I read Ross Douthout’s op-ed column this morning in the New York Times about the Pope’s new encyclical Caritas in Veritate.
He welcomes the way the encyclical joins many areas of social life. “It links the dignity of labor to the sanctity of marriage. It praises the redistribution of wealth while emphasizing the importance of decentralized governance. It connects the despoiling of the environment to the mass destruction of human embryos.”
It contains a “left-right fusionism with little traction in American politics.”
The article caused a lot of comments in the online edition of The Times, many of them critical of the Church as an outmoded, discredited institution that should keep its mouth shut about what to do today. A song we’ve heard before.

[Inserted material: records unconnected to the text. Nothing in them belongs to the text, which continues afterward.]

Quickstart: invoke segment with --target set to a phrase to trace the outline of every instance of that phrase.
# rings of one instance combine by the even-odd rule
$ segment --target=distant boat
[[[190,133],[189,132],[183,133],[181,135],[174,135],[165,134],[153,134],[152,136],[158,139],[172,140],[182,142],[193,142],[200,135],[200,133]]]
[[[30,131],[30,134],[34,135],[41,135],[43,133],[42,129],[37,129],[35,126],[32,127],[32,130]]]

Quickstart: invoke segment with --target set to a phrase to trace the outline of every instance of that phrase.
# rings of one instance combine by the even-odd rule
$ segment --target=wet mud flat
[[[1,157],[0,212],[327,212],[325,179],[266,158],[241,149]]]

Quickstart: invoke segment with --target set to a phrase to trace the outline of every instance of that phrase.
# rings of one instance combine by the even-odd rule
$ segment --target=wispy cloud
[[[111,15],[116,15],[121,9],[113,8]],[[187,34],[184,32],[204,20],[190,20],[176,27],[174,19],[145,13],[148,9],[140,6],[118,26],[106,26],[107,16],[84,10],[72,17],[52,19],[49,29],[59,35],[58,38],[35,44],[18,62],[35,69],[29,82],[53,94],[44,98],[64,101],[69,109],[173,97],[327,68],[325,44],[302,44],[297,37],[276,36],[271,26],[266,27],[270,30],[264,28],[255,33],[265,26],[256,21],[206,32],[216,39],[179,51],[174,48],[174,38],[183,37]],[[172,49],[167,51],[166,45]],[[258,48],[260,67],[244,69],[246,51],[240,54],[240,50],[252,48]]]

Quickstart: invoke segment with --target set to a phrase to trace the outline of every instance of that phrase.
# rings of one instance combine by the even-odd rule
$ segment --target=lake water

“These questions, and many others like them, are the kind that a healthy political system would allow voters and politicians to explore.” Douthout says,
“But for now, at least, you’re more likely to find them being raised in Benedict XVI’s Vatican than in Barack Obama’s Washington.”
Douthout’s mother is Patricia Snow, who wrote a piece about Anne Rice in a February’s First Things. It seems to me that Anne Rice and artists like her may be “on to something,” to use a phrase from Walker Percy. She uses imagination, guided by the best of biblical scholarship to portray in a series of novels the life of Jesus Christ, from birth to death.
Meditating on the life of Christ has always been a way of prayer for Christians, but I’m afraid it’s less practiced today. One of the reasons may be that we’ve become intimidated by biblical scholarship and all the “findings” of archeologists and historians we see periodically on The History Channel and National Geographic. We distrust our own imagination.
But think about it. Those stories we read in the scriptures are real, about real people, in real places. They are about a world like ours (but without computers and internet). And they only tell us some things. Can we fill in some more? Let’s get the best scholarship and take a look. I like the advice from the medieval Meditations on the Life of Christ. “Go in there and look around, stand with the holy people there, especially Mary the Mother of Jesus, and let your imagination speak God’s wisdom to you. What’s it saying?”
Maybe Anne Rice can “revert” us to meditation.
The pope ends his encyclical with a reminder that social thinking has to be joined to prayer. Another “left-right fusionism” we shouldn’t neglect.